CXL is an emerging technology that proposes a way to interconnect CPU and devices through coherent memory. It is already available in recent CPUs, and the first devices are about to hit the market. Unfortunately, much of the material available about CXL presents it either as a very high-level protocol---by classifying devices as memory providers, memory caching, or both---or at a very low level, describing packet formats and the low-level message exchanges that the protocol entails. Neither option presents to researchers wanting to enter the field the technology's true potential nor how to utilize it to unlock a potentially new way to build memory-intensive systems.

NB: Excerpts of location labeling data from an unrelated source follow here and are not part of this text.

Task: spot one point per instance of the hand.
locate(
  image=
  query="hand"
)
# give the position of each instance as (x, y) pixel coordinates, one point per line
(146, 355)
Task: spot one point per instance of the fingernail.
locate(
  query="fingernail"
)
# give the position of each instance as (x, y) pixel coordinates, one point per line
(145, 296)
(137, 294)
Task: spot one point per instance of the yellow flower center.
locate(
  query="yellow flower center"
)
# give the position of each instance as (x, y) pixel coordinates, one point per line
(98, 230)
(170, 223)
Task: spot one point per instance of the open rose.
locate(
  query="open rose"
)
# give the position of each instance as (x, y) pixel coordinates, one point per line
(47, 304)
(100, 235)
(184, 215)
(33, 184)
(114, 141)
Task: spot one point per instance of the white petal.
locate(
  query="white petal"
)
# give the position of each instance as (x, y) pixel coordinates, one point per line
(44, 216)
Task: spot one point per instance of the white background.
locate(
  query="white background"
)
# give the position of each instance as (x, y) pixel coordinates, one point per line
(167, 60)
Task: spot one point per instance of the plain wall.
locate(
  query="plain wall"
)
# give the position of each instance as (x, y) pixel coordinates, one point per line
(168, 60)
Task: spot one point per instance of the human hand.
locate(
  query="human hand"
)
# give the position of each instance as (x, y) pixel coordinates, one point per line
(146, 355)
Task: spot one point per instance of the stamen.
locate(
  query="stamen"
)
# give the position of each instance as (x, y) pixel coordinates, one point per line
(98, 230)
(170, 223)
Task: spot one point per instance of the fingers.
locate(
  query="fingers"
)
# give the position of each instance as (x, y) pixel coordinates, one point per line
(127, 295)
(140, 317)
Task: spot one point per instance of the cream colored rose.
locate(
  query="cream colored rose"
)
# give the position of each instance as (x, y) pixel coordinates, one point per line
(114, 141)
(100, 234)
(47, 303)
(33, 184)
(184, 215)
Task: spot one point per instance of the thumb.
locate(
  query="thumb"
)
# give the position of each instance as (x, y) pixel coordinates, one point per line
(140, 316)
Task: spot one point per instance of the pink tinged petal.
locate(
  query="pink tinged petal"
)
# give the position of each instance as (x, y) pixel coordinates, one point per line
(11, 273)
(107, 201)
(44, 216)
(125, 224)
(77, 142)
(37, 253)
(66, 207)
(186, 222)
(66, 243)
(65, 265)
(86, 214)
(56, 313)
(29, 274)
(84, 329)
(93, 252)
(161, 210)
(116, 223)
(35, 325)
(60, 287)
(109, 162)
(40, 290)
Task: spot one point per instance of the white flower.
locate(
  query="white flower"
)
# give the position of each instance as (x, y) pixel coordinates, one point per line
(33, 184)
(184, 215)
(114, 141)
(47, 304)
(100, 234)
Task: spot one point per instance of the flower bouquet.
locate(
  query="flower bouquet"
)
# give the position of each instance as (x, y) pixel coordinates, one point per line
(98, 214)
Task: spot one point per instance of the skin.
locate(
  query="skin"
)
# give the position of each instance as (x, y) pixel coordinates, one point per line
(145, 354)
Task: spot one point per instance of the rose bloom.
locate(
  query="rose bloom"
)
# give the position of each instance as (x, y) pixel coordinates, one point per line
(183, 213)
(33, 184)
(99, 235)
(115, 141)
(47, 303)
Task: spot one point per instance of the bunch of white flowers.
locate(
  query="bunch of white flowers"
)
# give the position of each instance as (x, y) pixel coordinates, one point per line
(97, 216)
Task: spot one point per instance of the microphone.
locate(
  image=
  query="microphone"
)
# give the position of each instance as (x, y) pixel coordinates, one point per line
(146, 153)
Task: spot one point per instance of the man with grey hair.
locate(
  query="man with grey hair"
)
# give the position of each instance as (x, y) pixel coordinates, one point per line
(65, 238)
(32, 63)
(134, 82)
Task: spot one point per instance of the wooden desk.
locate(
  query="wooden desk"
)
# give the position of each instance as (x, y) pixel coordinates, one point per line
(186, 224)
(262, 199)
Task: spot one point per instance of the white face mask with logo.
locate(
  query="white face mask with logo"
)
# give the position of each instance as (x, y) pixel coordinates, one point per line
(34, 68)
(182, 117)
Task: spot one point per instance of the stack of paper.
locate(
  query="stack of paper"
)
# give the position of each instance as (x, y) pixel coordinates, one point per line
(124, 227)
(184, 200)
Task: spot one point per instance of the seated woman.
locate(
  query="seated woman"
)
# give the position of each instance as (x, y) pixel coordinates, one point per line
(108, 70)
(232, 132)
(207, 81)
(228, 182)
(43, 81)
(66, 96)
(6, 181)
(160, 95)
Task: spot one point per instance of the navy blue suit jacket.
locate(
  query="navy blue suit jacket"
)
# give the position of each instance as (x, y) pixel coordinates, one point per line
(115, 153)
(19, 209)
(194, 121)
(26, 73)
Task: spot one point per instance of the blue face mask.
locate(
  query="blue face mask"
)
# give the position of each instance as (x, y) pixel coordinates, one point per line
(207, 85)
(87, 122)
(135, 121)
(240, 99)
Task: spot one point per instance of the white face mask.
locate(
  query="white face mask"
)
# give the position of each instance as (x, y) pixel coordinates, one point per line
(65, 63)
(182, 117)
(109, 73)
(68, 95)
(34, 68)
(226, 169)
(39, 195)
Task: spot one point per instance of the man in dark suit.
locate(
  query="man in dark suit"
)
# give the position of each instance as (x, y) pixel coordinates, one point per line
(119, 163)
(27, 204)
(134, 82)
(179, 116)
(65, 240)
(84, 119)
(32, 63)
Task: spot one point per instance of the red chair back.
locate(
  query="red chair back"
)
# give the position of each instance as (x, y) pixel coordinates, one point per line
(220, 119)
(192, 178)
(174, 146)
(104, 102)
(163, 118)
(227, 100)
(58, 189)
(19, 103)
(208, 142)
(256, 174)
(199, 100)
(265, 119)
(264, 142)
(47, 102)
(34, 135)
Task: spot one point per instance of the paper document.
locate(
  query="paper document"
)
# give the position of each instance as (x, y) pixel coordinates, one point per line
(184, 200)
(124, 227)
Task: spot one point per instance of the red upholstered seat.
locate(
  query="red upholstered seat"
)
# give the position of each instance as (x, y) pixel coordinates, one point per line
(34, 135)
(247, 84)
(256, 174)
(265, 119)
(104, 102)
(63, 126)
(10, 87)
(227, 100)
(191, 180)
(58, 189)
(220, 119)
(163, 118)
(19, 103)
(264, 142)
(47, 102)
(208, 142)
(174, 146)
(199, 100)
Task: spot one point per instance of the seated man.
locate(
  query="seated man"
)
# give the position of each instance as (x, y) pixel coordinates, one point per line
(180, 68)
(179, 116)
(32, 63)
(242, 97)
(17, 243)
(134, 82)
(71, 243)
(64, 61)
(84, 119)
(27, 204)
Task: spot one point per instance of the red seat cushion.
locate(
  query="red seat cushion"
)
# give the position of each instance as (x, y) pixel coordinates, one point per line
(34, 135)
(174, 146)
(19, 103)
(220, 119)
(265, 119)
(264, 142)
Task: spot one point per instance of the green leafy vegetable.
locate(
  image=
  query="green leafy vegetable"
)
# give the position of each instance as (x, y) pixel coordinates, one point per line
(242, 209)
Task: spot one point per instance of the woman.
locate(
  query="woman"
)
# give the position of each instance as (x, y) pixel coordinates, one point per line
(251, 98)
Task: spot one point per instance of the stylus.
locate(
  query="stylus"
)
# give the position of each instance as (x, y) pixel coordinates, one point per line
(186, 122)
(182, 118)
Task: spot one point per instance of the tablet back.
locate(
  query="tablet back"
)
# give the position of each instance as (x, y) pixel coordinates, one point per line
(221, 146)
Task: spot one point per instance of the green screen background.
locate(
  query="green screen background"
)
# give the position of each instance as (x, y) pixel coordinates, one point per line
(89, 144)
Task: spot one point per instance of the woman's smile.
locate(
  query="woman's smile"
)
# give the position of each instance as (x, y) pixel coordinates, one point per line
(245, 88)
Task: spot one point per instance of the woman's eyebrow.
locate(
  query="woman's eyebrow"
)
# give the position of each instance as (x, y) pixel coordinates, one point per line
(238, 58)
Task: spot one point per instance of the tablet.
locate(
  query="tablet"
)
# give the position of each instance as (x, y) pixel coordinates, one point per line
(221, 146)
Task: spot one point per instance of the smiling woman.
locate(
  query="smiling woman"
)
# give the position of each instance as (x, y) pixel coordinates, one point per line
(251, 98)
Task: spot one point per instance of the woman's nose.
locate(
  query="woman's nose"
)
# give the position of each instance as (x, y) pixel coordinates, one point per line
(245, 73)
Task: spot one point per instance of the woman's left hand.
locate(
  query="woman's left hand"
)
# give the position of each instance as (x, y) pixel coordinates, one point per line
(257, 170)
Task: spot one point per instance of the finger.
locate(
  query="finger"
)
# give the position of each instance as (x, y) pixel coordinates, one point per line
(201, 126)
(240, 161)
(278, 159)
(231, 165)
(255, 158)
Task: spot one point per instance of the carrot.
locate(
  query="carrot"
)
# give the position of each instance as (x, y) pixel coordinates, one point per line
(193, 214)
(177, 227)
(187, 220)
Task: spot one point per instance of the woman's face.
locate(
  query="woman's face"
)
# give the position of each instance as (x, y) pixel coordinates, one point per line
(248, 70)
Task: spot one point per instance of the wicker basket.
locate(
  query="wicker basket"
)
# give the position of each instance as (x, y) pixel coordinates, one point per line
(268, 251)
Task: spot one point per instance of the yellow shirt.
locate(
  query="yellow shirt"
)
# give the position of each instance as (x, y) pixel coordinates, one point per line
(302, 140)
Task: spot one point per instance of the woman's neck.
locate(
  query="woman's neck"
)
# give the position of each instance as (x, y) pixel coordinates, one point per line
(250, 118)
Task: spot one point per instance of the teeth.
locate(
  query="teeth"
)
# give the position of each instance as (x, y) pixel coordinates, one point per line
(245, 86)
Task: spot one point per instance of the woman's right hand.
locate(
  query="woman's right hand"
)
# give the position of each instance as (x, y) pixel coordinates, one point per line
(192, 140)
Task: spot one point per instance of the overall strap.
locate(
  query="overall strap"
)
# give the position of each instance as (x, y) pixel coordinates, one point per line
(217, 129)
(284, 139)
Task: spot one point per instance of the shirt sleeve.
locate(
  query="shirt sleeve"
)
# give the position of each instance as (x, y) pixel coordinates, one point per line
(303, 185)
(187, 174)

In this tutorial, we attempt to cover this gap. We first approach CXL from an architectural point of view and start discussing the new platform scenarios it opens. We then revisit cache coherence technology but using a unique angle: We explore a new way of reasoning about the coherent machinery as a means to move data across the cache/memory hierarchy.
This approach introduces a new perspective on data structures and how they can span this hierarchy and allows for reasoning about aspects such as concurrency, fault tolerance and correctness in a much easier way.
Only after the attendance understands these new possibilities that CXL opens do we dive into more detail on its underlying mechanisms. We do so by using actual, interactive observations of how coherence traffic occurs between a CPU and real CXL devices with the help of a protocol analyzer that captures the invalidation message traffic between them.
This topic is so rich and relevant for performance that we will present it through exercises and labs, providing ample opportunity for discussion.
We close the tutorial by presenting the development opportunities available today for researchers interested in getting into this field and discussing several open research directions.